Jan. 24 2022

VinFuture Foundation in Vietnam Honors the Abdool Karims

World-renowned South African scientists and infectious disease epidemiologists Salim and Quarraisha Abdool Karim at Columbia University Mailman School of Public Health and CAPRISA (Centre for the AIDS Programme of Research in South Africa) were honored in Vietnam as one of the inaugural recipients of a VinFuture Special Prize for their groundbreaking research on HIV prevention in South Africa. The VinFuture Foundation, a not-for-profit foundation in Vietnam, was established to honor transformational technological innovations.

The Abdool Karims were awarded the VinFuture Special Prize for Innovators from Developing Countries at a ceremony held on January 20 at the Hanoi Opera House in Hanoi. Guests included Pham Minh Chinh, Prime Minister of Vietnam, as well as several leaders of Vietnam’s government ministries, ambassadors, Nobel laureates, and the Founders of the VinFuture prize. The event features a performance by John Legend.

Bongiwe Ntuli, Chair of the CAPRISA Board, said the Abdool Karims have “tirelessly championed the importance of science in defining the HIV and Covid-19 response ... South Africa is blessed to have such world-class scientists whose research is making the world a better place.”

Richard Friend, VinFuture Prize Council Chair, said: “The VinFuture Prize recognizes truly outstanding scientific work that has made and will make, a positive impact on the lives of millions, or even billions, of people around the world.
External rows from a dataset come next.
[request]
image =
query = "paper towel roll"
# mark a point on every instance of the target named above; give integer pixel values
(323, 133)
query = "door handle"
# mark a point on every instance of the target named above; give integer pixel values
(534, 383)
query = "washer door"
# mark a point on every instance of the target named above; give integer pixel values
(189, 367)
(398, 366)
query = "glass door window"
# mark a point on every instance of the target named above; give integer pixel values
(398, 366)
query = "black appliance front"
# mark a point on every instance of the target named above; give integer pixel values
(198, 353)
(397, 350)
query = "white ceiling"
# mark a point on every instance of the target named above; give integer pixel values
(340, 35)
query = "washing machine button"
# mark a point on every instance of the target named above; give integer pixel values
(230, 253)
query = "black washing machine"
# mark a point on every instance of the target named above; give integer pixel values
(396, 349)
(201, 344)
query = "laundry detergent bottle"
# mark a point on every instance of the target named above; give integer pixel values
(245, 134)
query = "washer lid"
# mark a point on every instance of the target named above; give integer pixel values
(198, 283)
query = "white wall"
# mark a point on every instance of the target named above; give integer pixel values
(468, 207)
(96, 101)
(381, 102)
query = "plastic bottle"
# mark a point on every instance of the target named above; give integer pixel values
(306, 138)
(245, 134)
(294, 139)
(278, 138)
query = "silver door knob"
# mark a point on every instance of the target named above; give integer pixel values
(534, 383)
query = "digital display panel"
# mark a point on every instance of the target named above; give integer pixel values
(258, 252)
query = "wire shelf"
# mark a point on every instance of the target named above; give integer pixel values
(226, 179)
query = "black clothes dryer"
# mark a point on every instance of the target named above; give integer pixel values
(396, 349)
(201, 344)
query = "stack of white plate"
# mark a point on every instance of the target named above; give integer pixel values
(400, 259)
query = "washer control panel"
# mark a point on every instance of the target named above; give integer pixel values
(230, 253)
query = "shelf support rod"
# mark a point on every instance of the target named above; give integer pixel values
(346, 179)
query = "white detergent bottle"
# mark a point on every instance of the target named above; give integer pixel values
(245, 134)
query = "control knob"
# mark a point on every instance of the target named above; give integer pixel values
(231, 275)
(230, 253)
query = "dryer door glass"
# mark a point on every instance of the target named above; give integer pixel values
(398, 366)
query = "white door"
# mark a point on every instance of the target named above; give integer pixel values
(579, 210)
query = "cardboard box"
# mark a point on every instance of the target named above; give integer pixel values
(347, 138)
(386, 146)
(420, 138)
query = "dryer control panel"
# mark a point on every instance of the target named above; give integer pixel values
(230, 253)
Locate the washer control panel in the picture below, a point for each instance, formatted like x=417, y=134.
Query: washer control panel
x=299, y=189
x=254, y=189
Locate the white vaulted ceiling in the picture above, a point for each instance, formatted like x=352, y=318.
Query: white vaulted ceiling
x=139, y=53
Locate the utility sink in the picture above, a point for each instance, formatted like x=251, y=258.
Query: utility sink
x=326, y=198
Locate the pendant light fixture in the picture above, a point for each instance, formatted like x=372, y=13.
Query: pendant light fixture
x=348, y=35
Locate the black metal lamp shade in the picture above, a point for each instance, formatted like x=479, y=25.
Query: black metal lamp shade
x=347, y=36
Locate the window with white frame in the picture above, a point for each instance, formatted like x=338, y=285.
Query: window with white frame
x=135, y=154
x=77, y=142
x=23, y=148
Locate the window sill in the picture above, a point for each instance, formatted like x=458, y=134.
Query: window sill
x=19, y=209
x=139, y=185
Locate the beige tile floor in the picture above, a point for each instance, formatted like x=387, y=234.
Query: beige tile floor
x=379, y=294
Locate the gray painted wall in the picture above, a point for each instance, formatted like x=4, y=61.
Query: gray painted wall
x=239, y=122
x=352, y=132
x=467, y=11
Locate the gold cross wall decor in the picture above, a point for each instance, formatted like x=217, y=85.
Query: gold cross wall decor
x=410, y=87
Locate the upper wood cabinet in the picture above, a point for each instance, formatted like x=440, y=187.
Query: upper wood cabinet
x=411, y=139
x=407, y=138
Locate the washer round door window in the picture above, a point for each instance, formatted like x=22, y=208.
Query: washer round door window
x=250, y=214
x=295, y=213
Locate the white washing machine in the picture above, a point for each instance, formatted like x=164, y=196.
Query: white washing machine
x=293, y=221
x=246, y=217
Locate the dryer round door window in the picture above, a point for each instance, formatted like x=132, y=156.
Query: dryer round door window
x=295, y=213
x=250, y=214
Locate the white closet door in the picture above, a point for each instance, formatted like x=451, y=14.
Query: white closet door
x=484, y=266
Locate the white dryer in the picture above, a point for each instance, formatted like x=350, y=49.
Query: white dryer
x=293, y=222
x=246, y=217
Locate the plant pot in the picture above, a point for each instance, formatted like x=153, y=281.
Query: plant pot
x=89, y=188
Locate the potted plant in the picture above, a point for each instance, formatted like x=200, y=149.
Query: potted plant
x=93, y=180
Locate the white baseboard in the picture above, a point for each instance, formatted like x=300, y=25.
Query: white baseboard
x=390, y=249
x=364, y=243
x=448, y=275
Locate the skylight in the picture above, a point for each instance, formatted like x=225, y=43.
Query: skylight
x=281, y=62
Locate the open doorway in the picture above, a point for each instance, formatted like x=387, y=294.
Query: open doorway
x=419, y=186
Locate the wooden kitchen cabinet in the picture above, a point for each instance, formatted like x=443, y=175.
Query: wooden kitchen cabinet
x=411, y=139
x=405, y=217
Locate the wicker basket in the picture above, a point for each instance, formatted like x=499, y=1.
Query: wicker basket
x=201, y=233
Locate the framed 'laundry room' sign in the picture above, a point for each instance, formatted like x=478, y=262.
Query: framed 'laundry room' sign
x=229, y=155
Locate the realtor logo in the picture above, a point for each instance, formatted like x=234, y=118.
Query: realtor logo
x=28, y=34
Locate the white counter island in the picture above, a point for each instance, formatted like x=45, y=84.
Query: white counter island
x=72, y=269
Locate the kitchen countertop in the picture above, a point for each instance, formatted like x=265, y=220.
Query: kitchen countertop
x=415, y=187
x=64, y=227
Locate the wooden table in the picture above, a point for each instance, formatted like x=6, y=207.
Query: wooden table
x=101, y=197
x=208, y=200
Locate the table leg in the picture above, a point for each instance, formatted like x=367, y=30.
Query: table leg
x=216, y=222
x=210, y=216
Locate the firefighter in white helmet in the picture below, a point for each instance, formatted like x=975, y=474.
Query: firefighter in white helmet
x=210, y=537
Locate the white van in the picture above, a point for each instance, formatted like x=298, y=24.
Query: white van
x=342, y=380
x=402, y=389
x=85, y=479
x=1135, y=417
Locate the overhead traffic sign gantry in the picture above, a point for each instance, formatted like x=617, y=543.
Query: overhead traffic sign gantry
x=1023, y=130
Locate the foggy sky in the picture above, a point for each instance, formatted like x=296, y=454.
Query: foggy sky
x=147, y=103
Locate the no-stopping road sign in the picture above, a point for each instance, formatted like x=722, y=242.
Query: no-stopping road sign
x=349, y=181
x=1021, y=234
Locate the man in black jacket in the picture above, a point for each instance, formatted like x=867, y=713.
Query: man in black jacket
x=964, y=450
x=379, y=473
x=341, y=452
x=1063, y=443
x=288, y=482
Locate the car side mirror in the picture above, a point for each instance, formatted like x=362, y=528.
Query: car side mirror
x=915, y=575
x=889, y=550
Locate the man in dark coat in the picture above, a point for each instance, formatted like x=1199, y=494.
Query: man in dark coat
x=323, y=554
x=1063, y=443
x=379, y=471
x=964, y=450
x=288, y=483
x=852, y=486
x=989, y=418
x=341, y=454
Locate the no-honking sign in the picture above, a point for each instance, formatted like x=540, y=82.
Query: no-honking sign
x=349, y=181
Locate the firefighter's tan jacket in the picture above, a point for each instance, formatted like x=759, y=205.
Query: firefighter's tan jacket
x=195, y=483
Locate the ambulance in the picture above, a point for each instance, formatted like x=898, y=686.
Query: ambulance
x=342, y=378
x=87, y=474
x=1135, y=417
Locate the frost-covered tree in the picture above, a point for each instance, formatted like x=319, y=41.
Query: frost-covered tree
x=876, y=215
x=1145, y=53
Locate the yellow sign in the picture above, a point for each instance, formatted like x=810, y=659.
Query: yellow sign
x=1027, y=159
The winners have brought new solutions for some of the most significant challenges that humanity is facing, such as infectious diseases and meeting the urgent need for zero-carbon energy. The VinFuture Prize celebrates the power of science and technology to solve global problems.”

The Abdool Karims said: “This specific 2022 prize for scientists in developing countries is a beacon of recognition for the many scientists in the developing world who toil away each day in their laboratories, clinics, and libraries—that scientific excellence is achievable in the midst of adversity. While we serve as its recipients, this prize is recognition for the dedication and commitment to excellence by a team of over 200 researchers in South Africa, with collaborators from 5 continents across the globe, and thousands of volunteers who have participated in our studies over the last 33 years.”

The ceremony honored the winners of the inaugural VinFuture Prizes, including the $3 million VinFuture Grand Prize and three $500,000 Special Prizes for female innovators, innovators from the developing countries, and innovators with outstanding achievements in emerging fields. The VinFuture Grand Prize was awarded to Katalin Kariko, Drew Weissme, and Pieter Cullis—the scientists behind mRNA technology for COVID-19 vaccines. 

Almost 600 nominations across 60 countries were received for the Prize. Of these nominations, nearly 100 came from the world’s most-cited scientists, many of whom are themselves laureates of distinguished awards, such as the Nobel Prize, Japan Prize, and Tang Prize.

Salim Abdool Karim, MBChB, PhD, DSc, is a South African clinical infectious diseases epidemiologist widely recognized for scientific contributions and leadership in AIDS and COVID-19. He is director of CAPRISA Durban, and CAPRISA Professor of Global Health at Columbia Mailman School. Abdool Karim is Pro-Vice-Chancellor (Research) at the University of KwaZulu-Natal and previously served as President of the South African Medical Research Council. He is a member of the WHO Science Council and Vice-President of the International Science Council. He is a member of the African Task Force for Coronavirus and a Commissioner on The Lancet Commission on COVID-19. He was the Chair of the South African Ministerial Advisory Committee on COVID-19.
  
Quarraisha Abdool Karim, PhD, is an infectious diseases epidemiologist, co-founder and associate scientific director of CAPRISA, professor of epidemiology at Columbia Mailman Schoo, and Pro-Vice Chancellor at the University of KwaZulu-Natal. She is the UNAIDS Special Ambassador for Adolescents and HIV and a member of the Steering Groups for the WHO Covid-19 Solidarity Therapeutics Trials and Vaccines Trials. She co-chairs the United Nations Sustainable Development Goal 10 Member Technology Facilitation Mechanism and is a member of the PEPFAR Scientific Advisory Board. She is a member of the U.S. National Academy of Medicine. Her research over the past 33 years has focused on understanding HIV transmission and preventing HIV infection in adolescent girls and young women.